4:30 rolled around and Shelly woke up. the grooms came in around 5:00am. and by 7:00am the vet came around. he checked Bigs over and was in disbelief. he looked at me with a completely straight face and said, “your horse is a miracle. i really really didn’t think he’d make it to see the morning.”
euphoria swept over me like, well, like nothing i can describe. Corvester is my miracle horse, my miracle man. he is my world. the vet said he should be walked every two to three hours, just to make sure his tummy kept things moving to insure a full recovery. so, every few hours, i put a helmet on my head, a bridle on his, and took him for a thirty minute stroll (saddle free) around the show grounds on both sunday and monday. being the great horse he is, he still got frisky with me. he perked up and pranced with me on his back. i took him to the grand prix field on sunday afternoon to watch the grand prix (the big event of every week – the event that he and i used to compete in together). he got so amped up he damn near dragged me into the grand prix ring while the big class was going on. can we say best horse ever?

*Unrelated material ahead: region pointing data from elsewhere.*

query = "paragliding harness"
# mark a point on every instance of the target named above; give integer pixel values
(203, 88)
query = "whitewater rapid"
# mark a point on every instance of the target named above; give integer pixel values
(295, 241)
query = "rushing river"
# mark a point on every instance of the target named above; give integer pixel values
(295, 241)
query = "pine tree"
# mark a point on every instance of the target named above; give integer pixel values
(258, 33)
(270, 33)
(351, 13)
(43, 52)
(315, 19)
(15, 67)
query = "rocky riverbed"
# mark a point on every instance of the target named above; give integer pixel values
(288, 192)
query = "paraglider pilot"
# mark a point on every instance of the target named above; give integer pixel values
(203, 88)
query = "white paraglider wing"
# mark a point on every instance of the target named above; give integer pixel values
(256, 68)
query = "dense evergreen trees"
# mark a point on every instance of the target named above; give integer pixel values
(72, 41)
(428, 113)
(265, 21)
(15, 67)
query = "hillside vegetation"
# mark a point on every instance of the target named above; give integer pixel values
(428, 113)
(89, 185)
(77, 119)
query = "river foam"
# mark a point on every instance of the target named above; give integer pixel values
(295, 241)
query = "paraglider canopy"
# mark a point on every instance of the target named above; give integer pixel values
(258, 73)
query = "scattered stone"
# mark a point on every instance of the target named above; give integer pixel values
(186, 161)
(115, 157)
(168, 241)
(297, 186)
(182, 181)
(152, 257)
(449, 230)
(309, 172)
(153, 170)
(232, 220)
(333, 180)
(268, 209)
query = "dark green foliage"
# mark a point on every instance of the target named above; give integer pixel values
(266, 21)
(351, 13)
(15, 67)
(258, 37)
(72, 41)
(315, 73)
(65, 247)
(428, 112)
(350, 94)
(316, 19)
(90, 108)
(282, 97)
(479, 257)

[mr. bigs, in all his glory. the love of my life. the day after surviving a near fatal case of colic.]
this horse is my life. he is me. he is my love. without him, i am not me. he and i are like one united force when placed together. as many stunts as he has been known to pull with other people, he hasn’t pulled them with me. we have an understanding. we have an unrivaled love for each other. he’s my Mr. Bigs. there’s nothing that will ever get in the way of a girl and her horse, i assure you of that.
2 responses to “ode to Mr. Bigs, the long version.”
love mr. bigs – he’s a beautiful brave old soul…
Such a beautiful tribute to a beautiful horse by a beautiful soul.
Bigs is so many things to so many people. It must truly be astounding to share your life with such an animal. Having been Bigs massage therapist for the last ten years, I know firsthand the magnificence of this animal. As you say, he is proud and noble but also silly and affectionate. His body has been a landscape that I have cherished and I have learned a great deal from the hours I have had the pleasure to spend with him. I cannot think of you without thinking of all the wonderful horses you have had over the years and picturing you riding around the ring on Tickles or Will or Bigs. And even though I have watched you limp out of the aisleway nearly crippled from that washing-machine trot of his…I have never, ever seen you anything less than glowing in his presence. I am sorry you did not have more arms around you during all of this…it broke my heart to picture you crying on the train, but this is what it means to love so deeply. The depth of our love is often discovered during the deepest of sorrows. I am so glad you and Big pulled through once again.